According to the Guardian newspaper, people with intellectual disabilities such as Down syndrome continue to be told that they will not be resuscitated if they become ill with COVID. This despite last year's public outcry and the Commission's report and instructions. Also, given that "people with [intellectual] disabilities aged 18 to 34 are 30 times more likely to die of COVID than others the same age," a Do Not Resuscitate Order is a practically a death sentence.

This horrific practice has nothing to do with medicine. DNR's are usually reserved for people too frail to benefit from CPR, which is not the case here. As one advocacy group told the Guardian, "some [orders] seem to have been issued for people simply because they had [an intellectual] disability."

Why single out people with intellectual disabilities? The immediate answer is obvious. The doctors issuing these orders are eugenicists, willing to eliminate patients who, they think, drain resources. The larger answer is also obvious. Embedded in Western culture is a tendency to commodify human life, valuing people based on extrinsic abilities and appearances. Thus, the disabled are not deemed as valuable as the non-disabled.

In the U.K., this thinking is obvious in other ways, too. For example, a positive Down syndrome in utero test results in an abortion 90 percent of the time. Attempting to "explain away" this terrible number by noting that not all pregnant women are tested for trisomy 21 does not change the awful, inconvenient fact: when a British woman is told her unborn child has Down syndrome, she is nine times more likely to kill the child than to keep it.

To be clear, in this respect, Britain is a typical Western nation. In countries like Iceland and Denmark, the percentage of abortions following positive test is nearly 100 percent. In addition, the Danish and Icelandic governments have made prenatal testing for Downs syndrome almost universal.

In a now infamous 2017 tweet, CBS News announced that Iceland is "on pace to virtually eliminate Down syndrome ...." The language chosen by CBS News only revealed they shared Iceland's eugenic impulse.
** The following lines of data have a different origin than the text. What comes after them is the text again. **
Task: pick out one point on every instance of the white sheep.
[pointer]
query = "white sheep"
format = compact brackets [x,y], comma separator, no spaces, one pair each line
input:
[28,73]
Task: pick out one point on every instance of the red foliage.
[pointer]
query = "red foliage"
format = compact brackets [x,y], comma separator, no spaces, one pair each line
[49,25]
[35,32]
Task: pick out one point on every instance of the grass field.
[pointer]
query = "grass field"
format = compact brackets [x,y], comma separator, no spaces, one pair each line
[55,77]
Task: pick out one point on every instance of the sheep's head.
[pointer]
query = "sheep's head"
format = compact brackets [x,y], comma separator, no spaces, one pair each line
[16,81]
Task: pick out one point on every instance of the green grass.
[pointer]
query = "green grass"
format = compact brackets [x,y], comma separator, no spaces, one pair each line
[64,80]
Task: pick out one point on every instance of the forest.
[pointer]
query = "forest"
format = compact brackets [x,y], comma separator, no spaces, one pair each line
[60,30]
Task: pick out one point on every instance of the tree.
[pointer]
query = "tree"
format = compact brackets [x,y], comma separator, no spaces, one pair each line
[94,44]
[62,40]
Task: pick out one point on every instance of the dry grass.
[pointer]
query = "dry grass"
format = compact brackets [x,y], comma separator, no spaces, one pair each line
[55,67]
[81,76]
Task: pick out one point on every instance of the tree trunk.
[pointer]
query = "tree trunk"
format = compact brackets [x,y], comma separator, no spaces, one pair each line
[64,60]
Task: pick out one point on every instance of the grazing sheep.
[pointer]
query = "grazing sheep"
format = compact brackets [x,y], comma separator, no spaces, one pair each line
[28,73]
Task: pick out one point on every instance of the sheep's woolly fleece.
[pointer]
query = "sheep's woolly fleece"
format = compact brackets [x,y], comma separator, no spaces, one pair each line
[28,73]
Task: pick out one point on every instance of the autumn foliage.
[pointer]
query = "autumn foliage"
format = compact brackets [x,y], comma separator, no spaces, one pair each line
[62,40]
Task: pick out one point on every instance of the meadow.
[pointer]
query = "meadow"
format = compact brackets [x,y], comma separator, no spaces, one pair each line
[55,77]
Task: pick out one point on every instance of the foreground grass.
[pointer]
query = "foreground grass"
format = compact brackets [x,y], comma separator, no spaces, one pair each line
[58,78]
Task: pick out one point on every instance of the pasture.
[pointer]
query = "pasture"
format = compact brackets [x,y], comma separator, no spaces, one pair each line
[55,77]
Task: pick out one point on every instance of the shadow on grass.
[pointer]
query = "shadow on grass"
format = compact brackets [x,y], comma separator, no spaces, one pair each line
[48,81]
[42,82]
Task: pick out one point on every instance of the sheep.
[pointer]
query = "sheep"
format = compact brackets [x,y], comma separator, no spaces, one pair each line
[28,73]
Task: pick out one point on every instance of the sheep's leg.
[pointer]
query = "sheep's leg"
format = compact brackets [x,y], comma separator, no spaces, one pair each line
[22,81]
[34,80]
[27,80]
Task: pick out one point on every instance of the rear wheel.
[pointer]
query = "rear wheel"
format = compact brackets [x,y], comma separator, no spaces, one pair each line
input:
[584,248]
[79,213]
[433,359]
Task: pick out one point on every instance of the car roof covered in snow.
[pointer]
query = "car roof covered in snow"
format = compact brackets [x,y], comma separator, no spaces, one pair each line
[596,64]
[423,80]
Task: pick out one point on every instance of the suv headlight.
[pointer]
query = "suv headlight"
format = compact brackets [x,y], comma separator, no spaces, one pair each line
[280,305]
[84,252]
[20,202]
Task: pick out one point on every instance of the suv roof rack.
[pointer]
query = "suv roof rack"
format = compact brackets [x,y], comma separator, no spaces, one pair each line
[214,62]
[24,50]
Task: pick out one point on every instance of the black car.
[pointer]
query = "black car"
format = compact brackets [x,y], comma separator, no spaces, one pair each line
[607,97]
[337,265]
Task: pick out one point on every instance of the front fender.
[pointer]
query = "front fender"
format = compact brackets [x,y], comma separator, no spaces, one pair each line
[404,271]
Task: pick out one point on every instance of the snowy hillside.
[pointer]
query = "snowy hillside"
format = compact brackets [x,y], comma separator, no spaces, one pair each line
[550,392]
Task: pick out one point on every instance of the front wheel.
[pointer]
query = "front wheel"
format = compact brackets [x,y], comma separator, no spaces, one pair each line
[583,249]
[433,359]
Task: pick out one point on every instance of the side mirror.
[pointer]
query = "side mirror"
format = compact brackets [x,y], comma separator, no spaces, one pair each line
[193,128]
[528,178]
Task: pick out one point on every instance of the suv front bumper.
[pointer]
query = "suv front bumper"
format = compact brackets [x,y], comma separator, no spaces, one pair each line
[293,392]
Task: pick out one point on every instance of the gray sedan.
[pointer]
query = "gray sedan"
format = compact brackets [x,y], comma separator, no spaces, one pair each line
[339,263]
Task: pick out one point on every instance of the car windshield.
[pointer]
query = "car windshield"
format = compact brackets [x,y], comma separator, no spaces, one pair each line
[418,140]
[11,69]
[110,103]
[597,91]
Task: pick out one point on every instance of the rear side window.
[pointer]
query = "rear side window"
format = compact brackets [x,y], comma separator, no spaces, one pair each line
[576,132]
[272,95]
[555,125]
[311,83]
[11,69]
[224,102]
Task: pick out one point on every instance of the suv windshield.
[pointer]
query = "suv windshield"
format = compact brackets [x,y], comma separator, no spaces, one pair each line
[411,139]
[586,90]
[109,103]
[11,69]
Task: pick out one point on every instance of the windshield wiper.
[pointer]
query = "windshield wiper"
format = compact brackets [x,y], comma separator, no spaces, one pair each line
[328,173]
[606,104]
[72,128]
As actress Patricia Heaton replied, Iceland "was not, in fact, eliminating Down syndrome. They were just killing everyone who has it."

It's hard to think of a clearer example of some lives being considered worth less than others, based on the criterion that what constitutes a "worthwhile life" is what the person can do. As medical ethicist Chris Kaposy has written, "Western cultures value independence, and consequently people with high levels of dependency are often stigmatized." A more-accurate word, at least under some circumstances, would be "loathed."

Even "feel-good" stories about individuals with disability finishing a triathlon, or being a model, or scoring in a basketball game can betray sub-narratives of dehumanization. We end up "celebrating" these people for what they've done, not who they are, or how they mimic those things that earn value in our culture, rather than their intrinsic worth and dignity as Image-bearers. The stigma against these individuals remains.

The British "Do Not Resuscitate" orders took place in the midst of the pandemic, but the ideas that led to them existed long before. COVID-19 gave cover for these ideas to be put in practice under the guise of some "greater good" or "necessity."

Recently, a British joint committee on vaccinations announced that those with intellectual disabilities would be prioritized for the COVID-19 vaccine. That's good news, although it is likely merely a reaction to the scandal, but it doesn't address the eugenic impulse prevalent in so much of Western culture and medicine. Which means long after the COVID-19 emergency has passed, we'll still need to confront and displace the very bad idea that some lives are worth less than others, and we'll still need to stand up for and protect the victims of that very bad idea.